Hal wajar, mengingat Seri Kebudayaan dicetak oleh dua perusahaan asing. Thomas de la Rue (TDLR) asal Inggris mencetak pecahan Rp.5, sedangkan Joh. Enschede en Zonen asal Belanda mencetak Rp.10, Rp.25, Rp.50, Rp.100, Rp.500, dan Rp.1.000.
Pada pecahan Rp. 5 tahun 1952, tercetak nama C.A. Mechelse sebagai perancangnya. Mechelse tak hanya merancang pecahan Rp.5, tapi juga Rp.100 dan Rp.1.000 (reverse). Pada Rp.1.000, bagian depan (obverse) dikerjakan oleh desainer lain bernama F. Masino-Bessi.
Mechelse sendiri tampaknya adalah desainer yang bekerja pada Joh. Enschede en Zonen. Selain uang Indonesia Seri Kebudayaan, namanya juga terdapat di uang Suriname pecahan 10 Gulden 1963 (dicetak oleh Joh. Enschede en Zonen) dan uang Belanda pecahan 50 guilder 1945.
Sedangkan Masino-Bessi merancang 7 uang Italia selama periode tersebut, yakni pecahan 1.000 dan 10.000 lira 1962, 5.000 lira 1964, 50.000 dan 100.000 lira 1967, 1.000 lira 1969, dan 5.000 lira 1971.

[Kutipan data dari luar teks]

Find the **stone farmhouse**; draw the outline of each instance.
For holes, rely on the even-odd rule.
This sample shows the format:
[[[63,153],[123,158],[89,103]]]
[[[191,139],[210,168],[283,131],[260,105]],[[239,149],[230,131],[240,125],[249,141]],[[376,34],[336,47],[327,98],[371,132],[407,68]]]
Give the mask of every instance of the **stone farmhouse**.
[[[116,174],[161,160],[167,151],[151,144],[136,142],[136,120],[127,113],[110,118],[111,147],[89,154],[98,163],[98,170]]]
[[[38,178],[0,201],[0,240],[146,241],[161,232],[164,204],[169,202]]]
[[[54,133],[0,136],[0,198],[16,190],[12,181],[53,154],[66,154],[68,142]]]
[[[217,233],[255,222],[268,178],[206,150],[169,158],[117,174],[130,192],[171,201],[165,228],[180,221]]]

Nama perancang asing di rupiah selanjutnya adalah S.L. Hertz asal Belanda yang dikenal dengan naka Sem Hartz. Sama seperti C.A. Mechelse, ia merupakan desainer tetap Joh. Enschedé en Zonen. Ia bergabung dengan perusahaan pencetak uang yang bermarkas di Haarlem ini sejak 1936. Bersama perusahaannya ia telah menghasilkan banyak desain uang, salah satunya Rp10 tahun 1952. Selain uang, ia telah banyak merancang perangko berbagai negara. Nama Hertz juga dikenang sebagai penemu jenis huruf (font) Juliana yang sangat membantu dunia percetakan menghemat banyak tinta.
Proses pengajuan desain uang melalui tahapan yang cukup ketat mengingat tingginya tingkat kerahasiaannya.
Selama ini pembuatan gambar uang itu dilakukan dengan proses seleksi yang ketat. Lima engraver Peruri diminta untuk menggambar secara manual dengan teknik pen drawing.
Gambar-gambar tersebut kemudian diserahkan ke pimpinan BI. Begitu gambar disetujui, seniman yang membuat baru bisa mengerjakannya.
Engrave pada mata uang adalah salah satu pengaman mata uang, sehingga perlu dibuat serumit mungkin namun tetap menghasilkan gambar yang realistis.
Engrave adalah menggambar diatas plat baja, kemudian ia mengukir gambar mata uang tersebut di atasnya. Prosesnya harus melakukannya secara perlahan, garis demi garis, teliti dan tidak ada kesalahan. Engraver menggunakan pisau baja dan alat ukir khusus berujung mirip huruf V serta alat pembesar gambar di uang kertas. Komposisi gambar seperti gelap terang, bayangan, hingga dimensi, dibedakan dengan ukiran garis pada pelat baja. Proses ini tidak boleh salah sedikit pun. Jika terjadi kesalahan, master cetakan akan rusak dan Engraver harus mengulang proses engrave dari awal.
Teknik Engrave termasuk rumit, menggambar menggunakan pisau dengan teknik cukil. Sepintas mirip teknik mengukir. Namun, teknik Engrave lebih sulit karena diaplikasikan di media yang kecil dengan skala satu banding satu. Bisa dibayangkan tingkat ketelitian dan presisinya.
Waktu pengerjaan uang kertas menghabiskan waktu 3 hingga 4 bulan.
Demikian ulasan tentang para pelukis uang kertas kita. Apabila ada informasi yang lebih lengkap dan akurat, dengan senang hati akan saya tambahkan dalam tulisan ini.
dikutip dari berbagai sumber.
1 komentar:
Mohon infonya yang lebih detail tentang pelukis uang Oesman Effendi dan Abdul Salam yang juga ikut andil dalam mendesain uang seri Budaya tahun 1952.